La plus longue paralysie du gouvernement américain plonge le pays dans l’incertitude économique et sociale
La crise politique sans précédent qui paralyse le gouvernement fédéral américain, désormais la plus longue de l’histoire du pays, se fait sentir de manière dévastatrice aux quatre coins des États-Unis. Des millions de citoyens sont plongés dans l’incertitude, tandis que les craintes d’une récession économique grandissent.
Voyageurs et employés fédéraux pris au piège
Le secteur du transport aérien est particulièrement touché. Plus d’un millier de vols ont été annulés vendredi, et des milliers d’autres retardés, laissant des voyageurs frustrés et cherchant désespérément des alternatives. La Federal Aviation Administration (FAA) a ordonné une réduction de 4 % des vols intérieurs, entraînant l’annulation de plus d’un millier de départs dans 40 grands aéroports. Des réductions supplémentaires sont prévues pour le week-end en raison du manque de personnel au contrôle aérien.
À Washington, la situation est loin de s’améliorer. Le Congrès est dans une impasse politique totale. La majorité républicaine au Sénat peine à réunir les 60 voix nécessaires pour adopter une mesure de financement, tandis que la minorité démocrate maintient sa demande d’un financement accru pour l’assurance maladie. Les négociations entre les partis pour trouver un terrain d’entente ont échoué, selon le chef de la majorité au Sénat, John Thune. Les démocrates, par la voix de leur chef de file, Chuck Schumer, ont indiqué qu’ils ne cèderaient qu’en échange d’une année supplémentaire de subventions améliorées pour la loi sur les soins abordables (Affordable Care Act).
Pendant ce temps, les employés fédéraux, privés de salaire depuis des semaines, voient leurs factures s’accumuler et leurs options se réduire. Des témoignages poignants émergent, comme celui de cette infirmière travaillant dans une base militaire, qui s’inquiète de ne pas pouvoir payer son loyer, sa voiture, son assurance, son essence, sa nourriture, ou encore les factures de services publics, alors qu’elle n’a pas droit aux allocations de chômage puisqu’elle continue de travailler. Face à cette précarité, certains envisagent de chercher un nouvel emploi si la paralysie persiste.
L’aide alimentaire sous tension, les petites entreprises menacées
Les bénéficiaires de bons d’alimentation, un programme d’aide nutritionnelle destiné à plus de 40 millions d’Américains, sont également dans l’expectative. L’administration Trump a tenté de procéder à des paiements partiels pour le mois de novembre, une décision contestée devant les tribunaux. Un juge fédéral a initialement statué que l’administration devait verser l’intégralité des prestations, mais la Cour suprême a temporairement suspendu cette décision, ajoutant une couche supplémentaire d’incertitude.

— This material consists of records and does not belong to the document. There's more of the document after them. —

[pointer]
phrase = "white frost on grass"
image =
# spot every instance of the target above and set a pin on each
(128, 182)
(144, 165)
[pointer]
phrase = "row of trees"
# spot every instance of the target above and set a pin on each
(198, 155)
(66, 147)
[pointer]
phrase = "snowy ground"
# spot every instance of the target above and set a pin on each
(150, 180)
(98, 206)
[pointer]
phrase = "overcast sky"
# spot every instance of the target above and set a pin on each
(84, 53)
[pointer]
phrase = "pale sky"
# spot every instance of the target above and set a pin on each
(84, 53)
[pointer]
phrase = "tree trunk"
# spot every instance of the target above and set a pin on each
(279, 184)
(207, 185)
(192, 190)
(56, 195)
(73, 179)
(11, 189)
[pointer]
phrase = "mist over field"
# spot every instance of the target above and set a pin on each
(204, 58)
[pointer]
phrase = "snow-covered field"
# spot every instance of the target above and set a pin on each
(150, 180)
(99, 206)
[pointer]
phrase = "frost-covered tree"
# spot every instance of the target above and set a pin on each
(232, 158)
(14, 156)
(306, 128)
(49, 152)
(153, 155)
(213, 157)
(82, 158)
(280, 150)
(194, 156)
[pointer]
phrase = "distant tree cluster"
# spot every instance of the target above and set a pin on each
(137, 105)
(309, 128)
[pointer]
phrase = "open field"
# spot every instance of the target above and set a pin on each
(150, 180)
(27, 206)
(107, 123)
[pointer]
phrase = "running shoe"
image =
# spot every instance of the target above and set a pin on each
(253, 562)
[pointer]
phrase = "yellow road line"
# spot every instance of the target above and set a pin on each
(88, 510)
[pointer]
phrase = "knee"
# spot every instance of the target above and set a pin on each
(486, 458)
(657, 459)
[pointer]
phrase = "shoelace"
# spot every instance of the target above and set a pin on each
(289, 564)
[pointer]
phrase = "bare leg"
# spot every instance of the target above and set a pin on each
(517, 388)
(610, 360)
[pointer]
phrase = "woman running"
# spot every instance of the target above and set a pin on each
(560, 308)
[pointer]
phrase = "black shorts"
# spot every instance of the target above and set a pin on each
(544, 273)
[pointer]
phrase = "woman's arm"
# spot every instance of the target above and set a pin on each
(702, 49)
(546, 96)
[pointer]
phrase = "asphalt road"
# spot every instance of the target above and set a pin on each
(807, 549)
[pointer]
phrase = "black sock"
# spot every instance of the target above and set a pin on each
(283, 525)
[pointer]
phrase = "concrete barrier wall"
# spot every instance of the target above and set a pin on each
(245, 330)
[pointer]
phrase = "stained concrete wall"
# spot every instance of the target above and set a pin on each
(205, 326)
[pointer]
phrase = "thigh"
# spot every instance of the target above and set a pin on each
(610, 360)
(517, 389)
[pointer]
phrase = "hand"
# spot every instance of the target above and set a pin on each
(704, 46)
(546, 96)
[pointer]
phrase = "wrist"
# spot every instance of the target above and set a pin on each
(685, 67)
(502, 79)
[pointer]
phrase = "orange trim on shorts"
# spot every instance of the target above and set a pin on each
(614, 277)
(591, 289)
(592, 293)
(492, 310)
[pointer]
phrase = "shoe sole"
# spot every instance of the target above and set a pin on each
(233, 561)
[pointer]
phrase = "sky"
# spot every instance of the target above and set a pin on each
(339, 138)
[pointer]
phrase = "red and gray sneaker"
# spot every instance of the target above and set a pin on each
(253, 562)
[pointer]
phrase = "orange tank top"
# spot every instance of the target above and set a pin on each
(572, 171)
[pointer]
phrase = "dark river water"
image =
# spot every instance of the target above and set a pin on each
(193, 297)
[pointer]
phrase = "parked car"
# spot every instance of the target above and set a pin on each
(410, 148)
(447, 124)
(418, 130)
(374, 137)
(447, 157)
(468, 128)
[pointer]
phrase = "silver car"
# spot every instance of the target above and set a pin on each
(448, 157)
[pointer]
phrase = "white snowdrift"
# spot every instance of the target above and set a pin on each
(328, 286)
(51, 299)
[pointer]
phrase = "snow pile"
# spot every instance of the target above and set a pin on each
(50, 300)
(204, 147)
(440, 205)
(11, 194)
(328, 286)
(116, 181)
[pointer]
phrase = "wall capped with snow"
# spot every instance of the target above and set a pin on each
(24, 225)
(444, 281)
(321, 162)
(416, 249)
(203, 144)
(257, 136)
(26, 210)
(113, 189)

« Les preuves montrent que des gens vont avoir faim, que les banques alimentaires seront débordées et que des souffrances inutiles surviendront », avait déclaré le juge de district John McConnell lors de l’audience. Les risques sont réels pour les personnes dépendantes de ces aides, comme Zacharie Martin, qui s’inquiète de savoir s’il pourra manger avant le dîner de Thanksgiving, ou Laura Bowles, mère de cinq enfants en Virginie-Occidentale, qui a déjà dû faire des choix difficiles pour nourrir sa famille.
Au-delà des individus, les petites épiceries indépendantes, qui dépendent souvent de l’aide alimentaire pour une part significative de leurs ventes, sont les plus vulnérables aux réductions ou retards de prestations. Selon les économistes et les commerçants, des milliers de ces établissements, souvent situés dans des zones rurales, risquent de souffrir considérablement des conséquences de cette crise.
Un impact économique inquiétant
L’incertitude quant à la fin de cette paralysie administrative suscite des inquiétudes croissantes quant aux dommages potentiels pour l’économie américaine dans son ensemble. « L’impact économique de cette fermeture est bien pire que ce que nous avions initialement prévu, précisément parce qu’elle dure depuis si longtemps », a alerté Kevin Hassett, directeur du Conseil économique national. « Si cela continue ainsi pendant environ un mois, qui sait à quel point l’économie pourrait être mauvaise ce trimestre », a-t-il mis en garde. Les dampak sur le moral des consommateurs et des entreprises, ainsi que les retards dans les projets gouvernementaux, pourraient bien creuser un déficit économique difficile à combler.